The distilling process is remarkably similar to the age-old moonshiners’ technique, but with modern hygiene, government regulations, and corporate decisions in place. Following long-established whiskey traditions, Motor City Gas whiskeys are aged in oak barrels before they are deemed ready for bottling.

 “We make one barrel at a time and let those barrels rest for years before we begin testing them for taste, so every batch is different,” Rich says. “The barrels tell us when they’re ready … So far, our oldest bottle was aged for seven years, but I anticipate we’ll age some for twenty years in the future.”

Since opening their tasting room in 2015, they have offered more than seventy styles of whiskeys, all single-barrel.  Their shop offers flights of the currently available whiskeys (“they’re constantly changing”) or bottles for purchase. “Our very talented mixologist” offers cocktails for “non-whiskey drinkers,” Rich adds.

Business was booming as Christmas approached. “The holidays bring one-quarter of our annual income,” Tonya says.
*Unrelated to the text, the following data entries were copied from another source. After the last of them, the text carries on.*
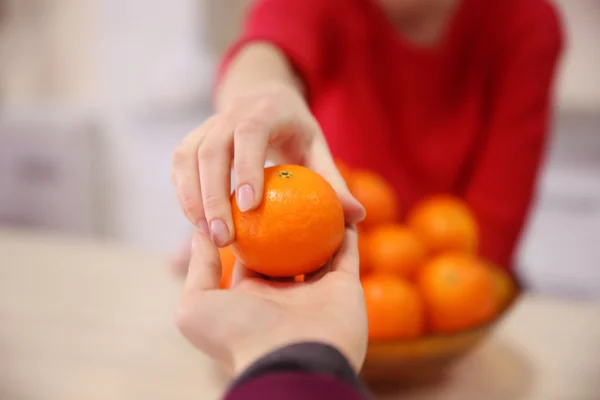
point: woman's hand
(273, 117)
(239, 325)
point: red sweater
(469, 116)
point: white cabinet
(560, 252)
(48, 175)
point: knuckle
(214, 204)
(183, 316)
(207, 152)
(248, 128)
(180, 156)
(266, 107)
(234, 106)
(191, 205)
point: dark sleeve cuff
(307, 357)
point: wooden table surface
(86, 320)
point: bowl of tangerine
(430, 297)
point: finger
(251, 141)
(214, 162)
(347, 260)
(240, 273)
(204, 271)
(181, 260)
(318, 274)
(319, 160)
(186, 178)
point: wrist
(312, 357)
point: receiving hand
(239, 325)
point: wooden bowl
(424, 359)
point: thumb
(320, 160)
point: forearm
(256, 64)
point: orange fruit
(227, 263)
(458, 292)
(376, 195)
(363, 251)
(297, 228)
(446, 224)
(395, 248)
(343, 168)
(394, 308)
(504, 286)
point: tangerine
(394, 308)
(458, 292)
(446, 224)
(376, 195)
(395, 248)
(297, 228)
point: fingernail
(203, 226)
(219, 232)
(245, 197)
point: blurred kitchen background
(95, 94)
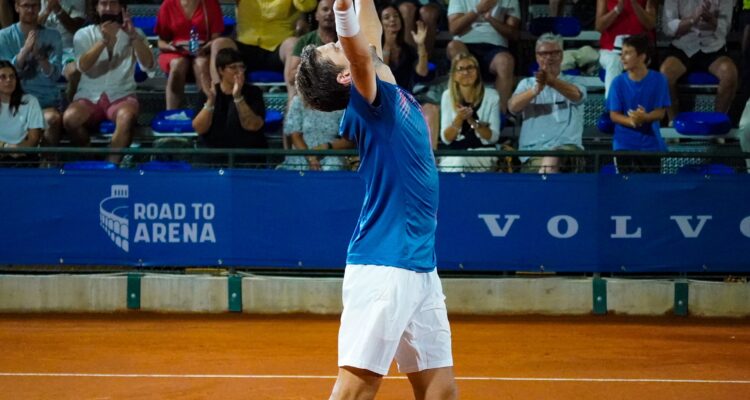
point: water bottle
(193, 44)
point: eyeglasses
(553, 53)
(466, 69)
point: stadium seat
(166, 166)
(173, 121)
(563, 26)
(699, 78)
(265, 77)
(706, 169)
(702, 123)
(274, 119)
(146, 24)
(89, 165)
(605, 124)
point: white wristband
(347, 24)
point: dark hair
(316, 82)
(641, 43)
(16, 98)
(227, 56)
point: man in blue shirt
(393, 301)
(638, 100)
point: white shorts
(393, 313)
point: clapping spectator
(20, 114)
(470, 117)
(66, 17)
(485, 29)
(36, 51)
(616, 20)
(107, 53)
(176, 21)
(699, 29)
(233, 114)
(552, 109)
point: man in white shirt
(106, 55)
(484, 28)
(699, 29)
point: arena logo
(169, 223)
(566, 226)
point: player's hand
(421, 34)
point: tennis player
(394, 305)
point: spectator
(66, 17)
(470, 117)
(107, 52)
(20, 114)
(429, 12)
(174, 28)
(485, 28)
(265, 33)
(616, 20)
(637, 102)
(552, 108)
(324, 34)
(699, 28)
(233, 114)
(308, 128)
(36, 51)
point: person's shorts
(485, 53)
(104, 109)
(393, 313)
(260, 59)
(700, 61)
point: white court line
(459, 378)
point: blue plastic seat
(162, 123)
(700, 78)
(563, 26)
(605, 123)
(146, 24)
(702, 123)
(707, 169)
(273, 120)
(89, 165)
(265, 76)
(166, 166)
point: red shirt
(627, 23)
(173, 26)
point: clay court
(238, 356)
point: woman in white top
(21, 121)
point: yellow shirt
(266, 23)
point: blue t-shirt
(397, 223)
(651, 92)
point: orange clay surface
(237, 356)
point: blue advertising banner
(285, 219)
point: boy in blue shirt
(393, 301)
(638, 100)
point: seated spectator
(20, 114)
(107, 52)
(265, 33)
(552, 108)
(637, 102)
(429, 13)
(699, 29)
(470, 117)
(36, 51)
(233, 116)
(174, 28)
(485, 28)
(307, 129)
(66, 17)
(324, 34)
(616, 20)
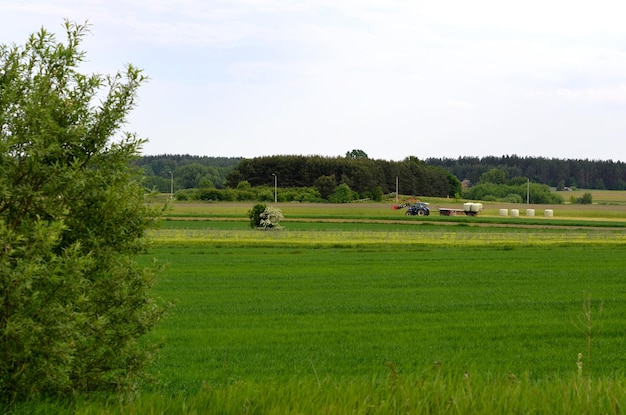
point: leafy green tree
(326, 185)
(255, 215)
(74, 303)
(356, 154)
(342, 194)
(497, 176)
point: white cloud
(391, 77)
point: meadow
(359, 309)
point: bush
(270, 218)
(75, 304)
(255, 215)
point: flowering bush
(270, 218)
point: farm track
(405, 222)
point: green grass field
(385, 314)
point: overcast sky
(390, 77)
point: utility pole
(171, 184)
(397, 189)
(275, 187)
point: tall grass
(434, 391)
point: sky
(394, 78)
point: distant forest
(432, 177)
(582, 174)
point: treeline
(167, 172)
(584, 174)
(367, 177)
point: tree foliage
(74, 303)
(585, 174)
(367, 177)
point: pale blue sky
(393, 78)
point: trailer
(469, 209)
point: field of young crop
(359, 309)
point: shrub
(255, 215)
(72, 221)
Last year, the American Distilling Institute gave Motor City Gas its top award for U.S. bourbons, and Yelp named its tasting room one of the Top 10 Whiskey Bars in the U.S.

“What makes us unique is our variety,” Rich says. “Every batch is unique and probably won’t be reproduced again. We are proud to use 100 percent Michigan-
grown grains, one-quarter of which we grow ourselves. We’re planning to grow all our own grains in the future.”

The Lockwoods have come this far without partners or investors—“or even consultants,” Rich says with a grin.

“This is really, literally, a home-grown business,” Tonya adds. “But we were very grateful to get a grant from MDARD, the Michigan Department of Agriculture and Rural Development.”

They’ll use the $65,000 grant to expand their distillery from 100 gallons to 500 gallons, purchase equipment, and plan for the future, which they hope will include buying more farmland and opening a second tasting room in Ann Arbor. They also plan to begin distribution of their farm-to-bottle products. “Michigan’s laws changed, so small businesses like ours can self-distribute,” Rich says. “That will be a big help as we expand the business.” 

 Surveying their farm, Rich speaks with satisfaction in his voice. “We not only intend to be organic but also regenerative—we want to return the land to its natural state. We hope to buy more acres, plant more grains, and preserve the agricultural heritage of this land while we incorporate new old grains into our whiskeys.”